Hum Mutat. 2008 Mar;29(3):398-408. doi: 10.1002/humu.20659.
To further explore the extent of structural large-scale variation in the human genome, we assessed copy number variations (CNVs) in a series of 71 healthy subjects from three ethnic groups. CNVs were analyzed using comparative genomic hybridization (CGH) to a BAC array covering the human genome, using DNA extracted from peripheral blood, thus avoiding any culture-induced rearrangements. By applying a newly developed computational algorithm based on Hidden Markov modeling, we identified 1,078 autosomal CNVs, including at least two neighboring/overlapping BACs, which represent 315 distinct regions. The average size of the sequence polymorphisms was approximately 350 kb and involved in total approximately 117 Mb or approximately 3.5% of the genome. Gains were about four times more common than deletions, and segmental duplications (SDs) were overrepresented, especially in larger deletion variants. This strengthens the notion that SDs often define hotspots of chromosomal rearrangements. Over 60% of the identified autosomal rearrangements match previously reported CNVs, recognized with various platforms. However, results from chromosome X do not agree well with the previously annotated CNVs. Furthermore, data from single BACs deviating in copy number suggest that our above estimate of total variation is conservative. This report contributes to the establishment of the common baseline for CNV, which is an important resource in human genetics.
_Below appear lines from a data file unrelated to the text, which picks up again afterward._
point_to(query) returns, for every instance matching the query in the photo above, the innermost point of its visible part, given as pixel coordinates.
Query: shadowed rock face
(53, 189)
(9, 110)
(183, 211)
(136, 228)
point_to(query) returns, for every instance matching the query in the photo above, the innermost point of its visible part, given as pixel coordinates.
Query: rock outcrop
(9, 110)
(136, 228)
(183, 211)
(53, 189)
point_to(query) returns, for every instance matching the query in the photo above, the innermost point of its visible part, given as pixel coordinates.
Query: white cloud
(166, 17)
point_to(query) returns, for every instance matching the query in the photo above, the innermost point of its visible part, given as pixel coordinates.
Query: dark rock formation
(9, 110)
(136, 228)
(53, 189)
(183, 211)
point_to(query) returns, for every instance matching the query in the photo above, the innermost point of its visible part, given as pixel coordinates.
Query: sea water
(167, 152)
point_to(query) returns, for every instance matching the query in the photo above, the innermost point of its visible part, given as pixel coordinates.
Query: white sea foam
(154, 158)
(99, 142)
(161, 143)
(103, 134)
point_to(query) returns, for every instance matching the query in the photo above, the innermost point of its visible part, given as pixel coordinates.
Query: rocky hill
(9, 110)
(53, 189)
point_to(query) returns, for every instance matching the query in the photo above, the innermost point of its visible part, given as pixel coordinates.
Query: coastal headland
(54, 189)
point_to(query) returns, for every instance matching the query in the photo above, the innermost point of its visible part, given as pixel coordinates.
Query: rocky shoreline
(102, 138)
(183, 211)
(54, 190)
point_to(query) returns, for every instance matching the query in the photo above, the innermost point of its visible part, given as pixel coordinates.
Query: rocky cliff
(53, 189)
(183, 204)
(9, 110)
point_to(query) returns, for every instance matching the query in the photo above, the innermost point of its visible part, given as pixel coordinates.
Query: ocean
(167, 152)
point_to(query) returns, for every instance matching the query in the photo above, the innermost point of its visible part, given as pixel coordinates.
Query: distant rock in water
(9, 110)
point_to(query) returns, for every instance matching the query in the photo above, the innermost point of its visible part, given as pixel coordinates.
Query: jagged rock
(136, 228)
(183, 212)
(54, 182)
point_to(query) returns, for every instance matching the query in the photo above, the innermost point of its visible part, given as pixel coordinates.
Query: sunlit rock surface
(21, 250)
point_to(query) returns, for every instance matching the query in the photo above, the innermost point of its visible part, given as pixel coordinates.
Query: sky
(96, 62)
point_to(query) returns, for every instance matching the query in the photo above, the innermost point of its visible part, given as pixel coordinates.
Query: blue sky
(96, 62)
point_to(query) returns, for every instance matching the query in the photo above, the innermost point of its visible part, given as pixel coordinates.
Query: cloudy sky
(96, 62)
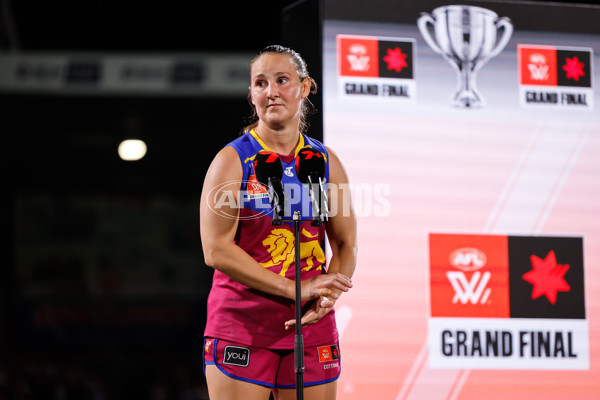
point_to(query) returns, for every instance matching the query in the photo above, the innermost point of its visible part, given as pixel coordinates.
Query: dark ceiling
(141, 25)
为了进一步探究人类基因组中大规模结构变异的程度,我们评估了来自三个种族的71名健康受试者的拷贝数变异(CNV)。使用覆盖人类基因组的BAC阵列,通过比较基因组杂交(CGH)对CNV进行分析,采用从外周血中提取的DNA,从而避免任何培养诱导的重排。通过应用基于隐马尔可夫模型的新开发的计算算法,我们鉴定出1078个常染色体CNV,包括至少两个相邻/重叠的BAC,它们代表315个不同区域。序列多态性的平均大小约为350 kb,总共涉及约117 Mb或约占基因组的3.5%。扩增比缺失常见约四倍,并且片段重复(SD)过度存在,特别是在较大的缺失变异中。这强化了SD常常定义染色体重排热点的观念。超过60%的已鉴定常染色体重排与先前报道的CNV匹配,这些CNV通过各种平台识别。然而,X染色体的结果与先前注释的CNV不太一致。此外,来自拷贝数偏离的单个BAC的数据表明,我们上述对总变异的估计是保守的。本报告有助于建立CNV的共同基线,这是人类遗传学中的一项重要资源。